In the end, two of the candidates from the progressive slate won seats. But the top vote getter on the evening was Melodie Goodwin, a current School Committee member. She and Mayor Virginia “Ginny” Desorgher were the only School Committee members to vote against asking the City Council for a $350,000 increase in the school budget to bring it closer to level services. Goodwin campaigned on a message of increasing scrutiny of how the city was spending its education funding.
“Right now, we’ve been doing the same old thing for the last five years” increasing the school budget by 3%, Goodwin said at a recent candidate forum. “Instead, we need to go down to zero and rebuild. And one of the things that needs to happen is we need to look at why families are leaving Greenfield and respond to that, and we have not been doing that.”
Elizabeth DeNeeve was one of the candidates who won re-election on the progressive slate, which had the backing of groups like Franklin County Continuing the Political Revolution and Greenfield People’s Budget.

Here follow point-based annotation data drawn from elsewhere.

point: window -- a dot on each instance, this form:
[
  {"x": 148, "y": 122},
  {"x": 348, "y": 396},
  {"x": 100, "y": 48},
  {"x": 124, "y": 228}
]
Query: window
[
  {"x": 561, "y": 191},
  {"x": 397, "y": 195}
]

“I think that it happens over and over again that the people of Greenfield come out to vote because they care about school funding,’ DeNeeve said. “They want to see their schools fully funded.”
DeNeeve did say, though, that a ballot question in front of Greenfield voters likely boosted turnout. If approved, the measure would have reversed the City Council’s decision to sell a parking lot on Hope Street to a developer to build housing or a mixed-use building. In a final tally of 2,254 to 1,657, voters rejected the question.
DeNeeve said that during her time on the School Committee, elected members from Greenfield and other municipalities across the region began to advocate collectively for more education funding at the state level. She said that kind of coalition building across school committees hadn’t previously happened.
“It makes a difference when we go as a group,” she said. “I think that we have already seen direct change occur in per-pupil funding from the state and now [state Sen. Jo Comerford] is helping to revisit the chapter 70 funding formula,” which is how the state determines how to distribute education aid.
In Amherst, only three out of the seven Town Council candidates backed by the educators union, the Amherst-Pelham Education Association, were elected. And in a six-person race for five seats on the School Committee, three of the union’s four endorsed candidates won.
One of those Town Council candidates elected was Jill Brevik, an active member in Amherst’s own Support Our Schools group as well as a co-founder of Valley Families for Palestine.
In a previous interview with The Shoestring, Brevik said she had been inspired to run for office in part by democratic socialist New York City mayoral candidate Zohran Mamdani, who on Tuesday night won his own election. Mamdani is a member of the Democratic Socialists of America, a group whose local chapter in western Massachusetts decided to endorse a handful of candidates for the first time this election cycle. Two of those candidates, Brevik and incumbent Agawam City Councilor Tom Hendrickson, were elected Tuesday.
Despite the mixed results, though, organizers who spoke to The Shoestring said Tuesday was just the beginning for them.
Back at the Northampton watch party, one SOS organizer, Nykole Roche, stood among a crowd of others who, like her, came from the local labor movement. Watching the results trickle in, she and others were already focused on next steps. In speeches to supporters, they talked about organizing around the next city budget and bringing their organizing to every level of city government.
“This is step one of a community effort, driven by parents and unions, to take back our city and build back public services,” Roche told The Shoestring. “See you in two years.”
Correction: This story has been updated to correctly identify who organized the election night watch party in Florence. It was City Council candidate Al Simon.